Mother Nature got us into this mess. Mother Nature will probably get us out. That’s the consensus of local experts on the huge log jam under the King George VI Lift Bridge in Port Stanley.
As intimidating and disruptive as it may appear, the log jam caused by the on-again, off-again spring thaw is very likely to clear itself before commercial and recreational activities resume on Kettle Creek.
Experts agree dredging is out of the question if Mother Nature flushes the Kettle Creek Conservation Authority (KCCA) watershed, as is the tradition.
“The debris that has accumulated under the lift bridge will move downstream naturally as the spring freshet continues over the coming weeks,” said Jennifer Dow, KCCA’s Water Conservation Supervisor.
Elgin County weathered two episodes of flooding in less than a week in February. First an Alberta Clipper brought warmer weather and precipitation of 25-to-35 millimeters (mm). It also released 44-to-116 mm of moisture from the snowpack. Next, a Texas Low brought accumulations of between 15-to-25 millimeters (mm), with an additional five-to-10 mm from convective storm cells within the system.
“The debris that comes down Kettle Creek happens quite often, practically on an annual basis,” said Lloyd Perrin, Central Elgin’s Director of Asset Management and Development. “Typically, the majority of this debris makes its way out to the lake.
“If there are large trees (or other large objects) that can’t make (their) way out, then these get pulled out and removed from site,” added Perrin. “Based on soundings that were taken in the fall of 2021, there is not a need to undertake dredging in 2022.”
Derek Niles, a Port Stanley based commercial and tourism marine operator, agrees with Dow and Perrin about the forces of nature taking care of business on the creek.

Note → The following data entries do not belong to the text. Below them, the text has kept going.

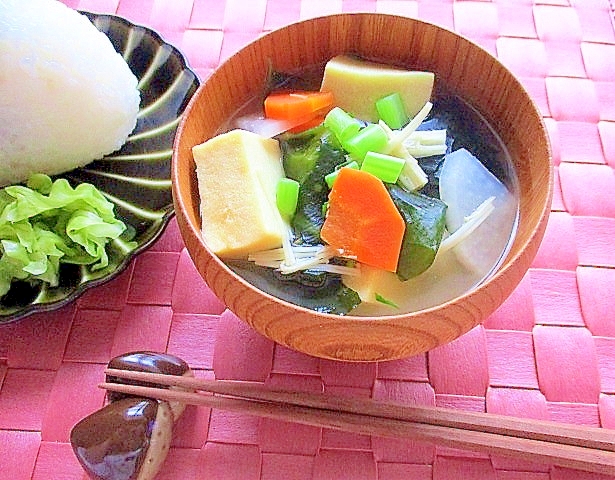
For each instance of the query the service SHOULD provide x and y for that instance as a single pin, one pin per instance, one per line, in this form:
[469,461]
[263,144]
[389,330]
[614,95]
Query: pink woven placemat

Yet Niles is concerned about an area some 50 yards north of the bridge. A stretch of Kettle Creek was dredged to a depth of about 12 feet as part of the recent bridge restoration project. Niles used his own equipment to survey that area last year and noted that 20 yards north of the bridge, the creek floor “sharply comes up.” That transition could snag debris flowing in the creek.
“It’s way too early to say what’s going to happen,” he added. “We don’t know what the spring rains will bring and what will get washed out to the lake. (However) that transition area may be a problem. That may bring a navigation hazard.”